The Area Under the Curve (AUC) of the Receiver Operating Characteristic (ROC) curve is a performance measure for classification problems. It tells us how well a model can distinguish between classes. The higher the AUC, the better the model is at predicting positives as positives and negatives as negatives.
What is AUC?
AUC measures the entire two-dimensional area underneath the ROC curve. It provides an aggregate measure of performance across all possible classification thresholds.
- AUC = 1.0: Perfect classifier - can perfectly distinguish between positive and negative classes
- AUC = 0.5: No better than random guessing - the model has no discrimination capacity
- AUC < 0.5: Worse than random guessing, you should invert the predictions :D
How to Interpret the Visualization
Distribution Plot: Shows how the model’s predicted probabilities are distributed for positive (orange) and negative (purple) classes. Move the threshold slider to see how different threshold values affect the confusion matrix and metrics.
ROC Curve: Plots the True Positive Rate (TPR) against the False Positive Rate (FPR) at various threshold settings.
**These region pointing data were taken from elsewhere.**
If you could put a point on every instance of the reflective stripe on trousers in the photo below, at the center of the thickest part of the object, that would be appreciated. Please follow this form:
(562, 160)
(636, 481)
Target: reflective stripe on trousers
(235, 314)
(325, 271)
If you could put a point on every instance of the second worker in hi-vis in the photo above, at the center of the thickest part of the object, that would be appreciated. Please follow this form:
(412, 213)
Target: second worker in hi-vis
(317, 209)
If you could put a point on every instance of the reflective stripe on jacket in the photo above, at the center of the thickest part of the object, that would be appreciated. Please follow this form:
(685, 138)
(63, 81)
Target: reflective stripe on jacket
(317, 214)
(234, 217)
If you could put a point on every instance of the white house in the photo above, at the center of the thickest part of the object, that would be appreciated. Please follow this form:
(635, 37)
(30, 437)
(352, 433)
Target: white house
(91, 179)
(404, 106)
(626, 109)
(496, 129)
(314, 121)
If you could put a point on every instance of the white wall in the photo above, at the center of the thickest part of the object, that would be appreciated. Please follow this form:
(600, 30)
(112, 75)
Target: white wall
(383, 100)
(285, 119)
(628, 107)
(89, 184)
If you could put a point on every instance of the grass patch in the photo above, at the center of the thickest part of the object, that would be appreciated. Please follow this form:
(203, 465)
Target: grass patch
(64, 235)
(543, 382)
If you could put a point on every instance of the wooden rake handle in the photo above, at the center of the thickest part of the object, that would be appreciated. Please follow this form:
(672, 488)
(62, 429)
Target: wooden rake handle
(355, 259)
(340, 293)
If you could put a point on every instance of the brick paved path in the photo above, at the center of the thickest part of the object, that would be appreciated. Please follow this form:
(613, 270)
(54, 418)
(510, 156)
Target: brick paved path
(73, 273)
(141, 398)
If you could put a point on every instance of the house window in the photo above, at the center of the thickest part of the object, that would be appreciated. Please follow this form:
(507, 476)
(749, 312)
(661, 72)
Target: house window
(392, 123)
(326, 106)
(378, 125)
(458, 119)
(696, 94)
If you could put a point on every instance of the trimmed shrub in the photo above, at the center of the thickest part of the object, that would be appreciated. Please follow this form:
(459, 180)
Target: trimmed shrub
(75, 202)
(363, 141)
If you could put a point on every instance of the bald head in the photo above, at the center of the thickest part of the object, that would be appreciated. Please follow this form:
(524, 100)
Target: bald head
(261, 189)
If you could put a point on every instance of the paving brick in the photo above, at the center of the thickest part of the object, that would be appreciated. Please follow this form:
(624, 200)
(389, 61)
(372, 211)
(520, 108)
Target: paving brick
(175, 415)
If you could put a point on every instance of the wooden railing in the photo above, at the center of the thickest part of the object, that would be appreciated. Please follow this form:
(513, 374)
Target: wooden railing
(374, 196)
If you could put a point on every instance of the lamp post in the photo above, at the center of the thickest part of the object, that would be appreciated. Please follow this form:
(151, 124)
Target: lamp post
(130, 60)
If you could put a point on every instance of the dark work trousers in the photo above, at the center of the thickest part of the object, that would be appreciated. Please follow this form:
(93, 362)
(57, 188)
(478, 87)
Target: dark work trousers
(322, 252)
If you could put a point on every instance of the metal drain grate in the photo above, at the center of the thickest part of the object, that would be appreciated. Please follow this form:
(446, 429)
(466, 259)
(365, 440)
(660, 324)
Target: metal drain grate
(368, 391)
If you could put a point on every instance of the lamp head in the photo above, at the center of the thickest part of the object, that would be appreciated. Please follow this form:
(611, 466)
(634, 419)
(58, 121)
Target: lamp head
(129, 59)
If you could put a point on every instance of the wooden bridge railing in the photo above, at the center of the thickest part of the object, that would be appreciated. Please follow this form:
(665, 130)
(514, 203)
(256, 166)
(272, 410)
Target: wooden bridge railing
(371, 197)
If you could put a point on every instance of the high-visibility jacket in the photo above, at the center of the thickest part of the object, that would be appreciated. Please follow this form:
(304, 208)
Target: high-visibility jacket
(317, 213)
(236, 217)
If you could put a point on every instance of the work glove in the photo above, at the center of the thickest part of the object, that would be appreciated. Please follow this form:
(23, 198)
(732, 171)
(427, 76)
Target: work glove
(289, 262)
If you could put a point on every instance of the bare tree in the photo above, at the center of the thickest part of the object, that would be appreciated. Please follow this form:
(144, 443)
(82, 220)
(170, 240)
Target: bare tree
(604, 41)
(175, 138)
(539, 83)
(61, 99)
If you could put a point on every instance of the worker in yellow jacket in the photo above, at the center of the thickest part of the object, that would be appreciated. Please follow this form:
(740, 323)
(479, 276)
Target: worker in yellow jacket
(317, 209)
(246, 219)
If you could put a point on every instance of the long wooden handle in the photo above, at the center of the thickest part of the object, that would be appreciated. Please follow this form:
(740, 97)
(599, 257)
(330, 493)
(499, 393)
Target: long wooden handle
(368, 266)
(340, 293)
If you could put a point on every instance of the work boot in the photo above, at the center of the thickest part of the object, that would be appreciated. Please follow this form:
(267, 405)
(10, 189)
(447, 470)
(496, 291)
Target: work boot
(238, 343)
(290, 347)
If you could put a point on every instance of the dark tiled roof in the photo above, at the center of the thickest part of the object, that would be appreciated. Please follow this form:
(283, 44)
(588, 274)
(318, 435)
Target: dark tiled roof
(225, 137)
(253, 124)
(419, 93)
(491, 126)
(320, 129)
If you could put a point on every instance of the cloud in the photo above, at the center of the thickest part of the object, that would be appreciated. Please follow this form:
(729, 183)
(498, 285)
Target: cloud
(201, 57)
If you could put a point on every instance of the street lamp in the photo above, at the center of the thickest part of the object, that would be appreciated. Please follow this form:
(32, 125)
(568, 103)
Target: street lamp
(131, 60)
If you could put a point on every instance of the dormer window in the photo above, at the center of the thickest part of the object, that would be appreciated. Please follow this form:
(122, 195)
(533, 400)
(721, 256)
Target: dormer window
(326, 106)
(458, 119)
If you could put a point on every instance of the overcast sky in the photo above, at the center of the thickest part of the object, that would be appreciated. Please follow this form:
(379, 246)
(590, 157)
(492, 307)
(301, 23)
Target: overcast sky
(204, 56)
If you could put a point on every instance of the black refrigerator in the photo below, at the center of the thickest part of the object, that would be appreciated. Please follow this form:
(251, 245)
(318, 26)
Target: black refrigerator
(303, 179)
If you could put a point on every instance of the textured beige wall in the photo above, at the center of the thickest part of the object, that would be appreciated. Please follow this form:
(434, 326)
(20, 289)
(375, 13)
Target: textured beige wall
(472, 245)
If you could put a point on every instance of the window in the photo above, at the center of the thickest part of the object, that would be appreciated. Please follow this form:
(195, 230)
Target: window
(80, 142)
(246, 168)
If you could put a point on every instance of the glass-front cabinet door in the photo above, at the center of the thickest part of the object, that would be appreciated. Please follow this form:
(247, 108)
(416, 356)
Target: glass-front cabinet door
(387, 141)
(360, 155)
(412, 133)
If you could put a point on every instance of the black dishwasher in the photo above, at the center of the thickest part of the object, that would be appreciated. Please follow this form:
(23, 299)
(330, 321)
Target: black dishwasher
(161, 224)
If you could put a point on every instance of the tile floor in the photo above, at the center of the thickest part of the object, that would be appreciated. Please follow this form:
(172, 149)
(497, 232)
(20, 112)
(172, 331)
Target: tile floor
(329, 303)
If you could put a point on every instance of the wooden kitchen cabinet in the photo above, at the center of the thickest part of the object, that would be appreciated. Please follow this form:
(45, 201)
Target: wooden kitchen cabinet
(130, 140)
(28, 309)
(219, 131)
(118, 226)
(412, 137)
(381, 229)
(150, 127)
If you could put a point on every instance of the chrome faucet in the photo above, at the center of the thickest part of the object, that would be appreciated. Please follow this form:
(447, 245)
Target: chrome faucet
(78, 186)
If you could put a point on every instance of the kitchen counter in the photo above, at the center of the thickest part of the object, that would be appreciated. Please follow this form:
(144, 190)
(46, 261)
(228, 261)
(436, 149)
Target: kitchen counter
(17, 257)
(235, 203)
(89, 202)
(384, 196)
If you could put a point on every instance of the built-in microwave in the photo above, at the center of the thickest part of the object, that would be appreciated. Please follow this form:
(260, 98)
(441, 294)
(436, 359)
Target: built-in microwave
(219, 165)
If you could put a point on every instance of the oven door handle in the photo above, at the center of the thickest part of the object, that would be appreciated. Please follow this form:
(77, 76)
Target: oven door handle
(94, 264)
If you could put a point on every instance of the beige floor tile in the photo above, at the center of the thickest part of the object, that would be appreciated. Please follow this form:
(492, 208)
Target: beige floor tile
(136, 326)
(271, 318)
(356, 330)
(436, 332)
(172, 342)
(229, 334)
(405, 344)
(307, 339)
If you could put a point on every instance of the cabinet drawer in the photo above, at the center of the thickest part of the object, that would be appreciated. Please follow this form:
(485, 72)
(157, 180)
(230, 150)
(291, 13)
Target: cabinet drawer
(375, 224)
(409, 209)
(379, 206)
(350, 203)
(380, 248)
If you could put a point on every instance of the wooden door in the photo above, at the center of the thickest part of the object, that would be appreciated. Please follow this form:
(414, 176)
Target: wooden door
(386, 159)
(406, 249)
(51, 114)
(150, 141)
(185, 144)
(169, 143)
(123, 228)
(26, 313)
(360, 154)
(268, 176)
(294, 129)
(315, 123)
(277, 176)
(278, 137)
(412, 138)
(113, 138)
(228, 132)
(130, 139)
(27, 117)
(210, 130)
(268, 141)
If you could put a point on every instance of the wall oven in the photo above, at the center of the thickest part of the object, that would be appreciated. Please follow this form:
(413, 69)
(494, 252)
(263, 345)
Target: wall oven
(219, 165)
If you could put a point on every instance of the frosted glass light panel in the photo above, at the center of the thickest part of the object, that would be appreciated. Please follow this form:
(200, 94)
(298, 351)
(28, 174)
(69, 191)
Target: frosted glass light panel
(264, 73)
The area under this curve (AUC) represents the model’s ability to discriminate between classes.
Dataset Types:
- Separated: Classes have little overlap, making them easy to separate (high AUC)
- Overlapping: Classes overlap significantly, making classification more challenging (medium AUC)
- Unbalanced: One class has many more examples than the other, which can affect metrics (varying AUC)